Finite Limits, Infinite Limits, Limits At Infinity . . . Terminology Explained

The use of the terms finite limits, infinite limits and limits at infinity are used differently in various books and your instructor may have their own idea of what they mean. In this panel, we will try to break down the cases and explain the various ways these terms can be used as well as how we use them here at 17calculus.

When we talk about limits, we are looking at the \(\displaystyle{ \lim_{x \to c}{f(x)} = L }\). The various terms apply to the description of \(c\) and \(L\) and are shown in the table below. The confusion lies with the terms finite limits and infinite limits. They can mean two different things.

\(\displaystyle{ \lim_{x \to c}{f(x)} = L }\)

when

term(s) used

\(c\) is finite

limits approaching a finite value or finite limits

\(c\) is infinite \(\pm \infty\)

limits at infinity or infinite limits

\(L\) is finite

finite limits

\(L\) is infinite \(\pm \infty\)

infinite limits

You can see where the confusion lies. The terms finite limits and infinite limits are used to mean two different things, referring to either \(c\) or \(L\). It is possible to have \(c = \infty\) and \(L\) be finite. So is this an infinite limit or a finite limit? It depends if you are talking about \(c\) or \(L\).

How 17calculus Uses These Terms
The pages on this site are constructed based on what \(c\) is, i.e. we use the terms finite limits and infinite limits based on the value of \(c\) only ( using the first two rows of the table above and ignoring the last two ). This seems to be the best way since, when we are given a problem, we can't tell what \(L\) is until we finish the problem, and therefore we are unable to determine what type of problem we have and know what techniques to use until we are done with the problem.

Important: Make sure and check with your instructor to see how they use these terms.

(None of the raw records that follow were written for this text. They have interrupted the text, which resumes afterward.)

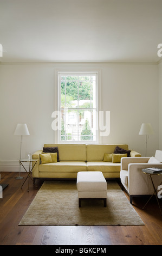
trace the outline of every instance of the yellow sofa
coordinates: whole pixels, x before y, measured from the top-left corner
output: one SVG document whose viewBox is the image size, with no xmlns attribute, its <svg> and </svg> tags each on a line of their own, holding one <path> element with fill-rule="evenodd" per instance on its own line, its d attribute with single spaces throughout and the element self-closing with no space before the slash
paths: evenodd
<svg viewBox="0 0 162 256">
<path fill-rule="evenodd" d="M 100 171 L 105 178 L 119 178 L 120 162 L 103 162 L 105 153 L 114 153 L 118 146 L 128 150 L 127 144 L 44 144 L 44 148 L 57 147 L 59 161 L 42 163 L 40 154 L 43 149 L 33 154 L 37 159 L 32 173 L 34 179 L 38 178 L 75 178 L 78 172 Z M 131 151 L 131 157 L 141 156 L 135 151 Z"/>
</svg>

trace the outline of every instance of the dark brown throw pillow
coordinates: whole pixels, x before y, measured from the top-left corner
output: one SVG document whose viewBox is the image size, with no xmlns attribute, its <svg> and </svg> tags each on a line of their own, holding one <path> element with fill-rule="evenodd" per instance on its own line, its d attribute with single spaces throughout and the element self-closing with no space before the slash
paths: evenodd
<svg viewBox="0 0 162 256">
<path fill-rule="evenodd" d="M 60 162 L 58 147 L 55 147 L 55 148 L 45 148 L 43 147 L 43 152 L 45 153 L 57 153 L 57 162 Z"/>
<path fill-rule="evenodd" d="M 114 154 L 127 154 L 127 156 L 130 156 L 131 151 L 131 150 L 126 150 L 117 146 L 115 149 Z"/>
</svg>

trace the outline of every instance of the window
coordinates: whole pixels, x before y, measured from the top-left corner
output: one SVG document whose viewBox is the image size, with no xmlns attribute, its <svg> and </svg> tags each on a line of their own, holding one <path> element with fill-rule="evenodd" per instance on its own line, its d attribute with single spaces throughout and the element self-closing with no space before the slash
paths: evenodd
<svg viewBox="0 0 162 256">
<path fill-rule="evenodd" d="M 97 72 L 59 72 L 59 143 L 97 143 Z"/>
</svg>

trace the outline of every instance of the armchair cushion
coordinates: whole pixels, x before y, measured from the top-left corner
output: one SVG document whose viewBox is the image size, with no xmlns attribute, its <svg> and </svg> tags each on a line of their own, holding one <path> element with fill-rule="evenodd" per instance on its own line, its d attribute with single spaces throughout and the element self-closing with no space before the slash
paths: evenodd
<svg viewBox="0 0 162 256">
<path fill-rule="evenodd" d="M 154 156 L 151 156 L 148 161 L 148 163 L 160 163 L 161 161 L 158 160 Z"/>
</svg>

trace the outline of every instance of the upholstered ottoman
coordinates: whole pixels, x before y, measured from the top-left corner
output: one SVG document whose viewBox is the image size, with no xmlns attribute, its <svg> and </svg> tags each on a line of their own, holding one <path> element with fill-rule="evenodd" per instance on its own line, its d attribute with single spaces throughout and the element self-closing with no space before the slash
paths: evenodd
<svg viewBox="0 0 162 256">
<path fill-rule="evenodd" d="M 76 186 L 79 207 L 82 200 L 89 199 L 103 200 L 104 207 L 106 206 L 107 182 L 101 172 L 78 172 Z"/>
</svg>

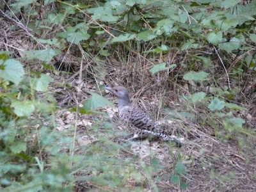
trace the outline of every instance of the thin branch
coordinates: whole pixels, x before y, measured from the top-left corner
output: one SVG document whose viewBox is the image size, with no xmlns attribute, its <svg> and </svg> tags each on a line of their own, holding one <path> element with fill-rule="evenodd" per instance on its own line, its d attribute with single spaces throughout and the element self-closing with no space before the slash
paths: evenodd
<svg viewBox="0 0 256 192">
<path fill-rule="evenodd" d="M 187 15 L 188 15 L 188 20 L 189 20 L 189 24 L 191 24 L 191 21 L 190 20 L 189 15 L 188 14 L 187 10 L 186 10 L 185 9 L 185 8 L 184 7 L 183 4 L 182 4 L 182 7 L 183 7 L 183 8 L 184 8 L 184 10 L 185 10 L 186 13 L 187 13 Z"/>
<path fill-rule="evenodd" d="M 231 89 L 231 88 L 230 88 L 230 81 L 229 81 L 229 76 L 228 76 L 228 71 L 227 70 L 226 67 L 225 67 L 225 65 L 224 65 L 223 61 L 222 61 L 222 60 L 221 60 L 221 58 L 220 56 L 220 54 L 218 53 L 217 49 L 215 48 L 215 46 L 213 45 L 213 47 L 214 47 L 215 52 L 216 52 L 216 53 L 217 54 L 218 57 L 219 58 L 220 61 L 221 62 L 222 66 L 223 66 L 223 68 L 224 68 L 224 69 L 225 69 L 225 71 L 226 72 L 227 76 L 227 77 L 228 77 L 228 88 L 229 88 L 229 90 L 230 90 L 230 89 Z"/>
</svg>

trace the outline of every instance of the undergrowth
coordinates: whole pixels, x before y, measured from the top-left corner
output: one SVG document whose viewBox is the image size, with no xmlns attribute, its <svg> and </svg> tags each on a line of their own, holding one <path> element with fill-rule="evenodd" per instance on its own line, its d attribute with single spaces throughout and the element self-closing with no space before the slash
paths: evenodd
<svg viewBox="0 0 256 192">
<path fill-rule="evenodd" d="M 205 138 L 251 152 L 255 1 L 0 1 L 1 190 L 189 190 L 193 168 L 221 158 Z M 109 117 L 104 84 L 174 122 L 167 131 L 185 147 L 117 142 L 125 131 Z M 205 176 L 220 187 L 207 189 L 236 189 L 234 173 L 218 170 Z"/>
</svg>

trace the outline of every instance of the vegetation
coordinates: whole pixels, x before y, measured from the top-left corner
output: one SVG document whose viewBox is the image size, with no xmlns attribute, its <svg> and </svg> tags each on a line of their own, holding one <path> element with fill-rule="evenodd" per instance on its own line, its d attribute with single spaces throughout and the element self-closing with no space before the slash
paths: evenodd
<svg viewBox="0 0 256 192">
<path fill-rule="evenodd" d="M 0 2 L 1 191 L 255 190 L 256 1 Z M 115 84 L 184 147 L 120 142 Z"/>
</svg>

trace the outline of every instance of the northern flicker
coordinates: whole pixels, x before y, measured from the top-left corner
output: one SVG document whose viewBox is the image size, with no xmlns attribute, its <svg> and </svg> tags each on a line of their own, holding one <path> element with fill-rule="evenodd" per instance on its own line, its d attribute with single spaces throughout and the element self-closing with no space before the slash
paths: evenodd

This is the third technique for evaluating finite limits. It is very powerful and you will use it a lot in conjunction with substitution.

This is one of the more interesting techniques and one that you are extremely likely to need to use on an exam. The idea is that you are given a limit that is indeterminate containing a square root term. You rationalize either the numerator or denominator (whichever location has the square root) to remove the square root. This will usually lead to a factor that can then be canceled so that the result is no longer indeterminate. Let's do a quick demonstration.

Let's multiply \( ( \sqrt{x} - 1 ) \) by \( ( \sqrt{x} + 1 ) \). Notice that the terms are the same except for the sign in the middle.

\( ( \sqrt{x} - 1 )( \sqrt{x} + 1 ) \)

\( (\sqrt{x})(\sqrt{x}) - 1(\sqrt{x}) + 1(\sqrt{x}) -1(1) \)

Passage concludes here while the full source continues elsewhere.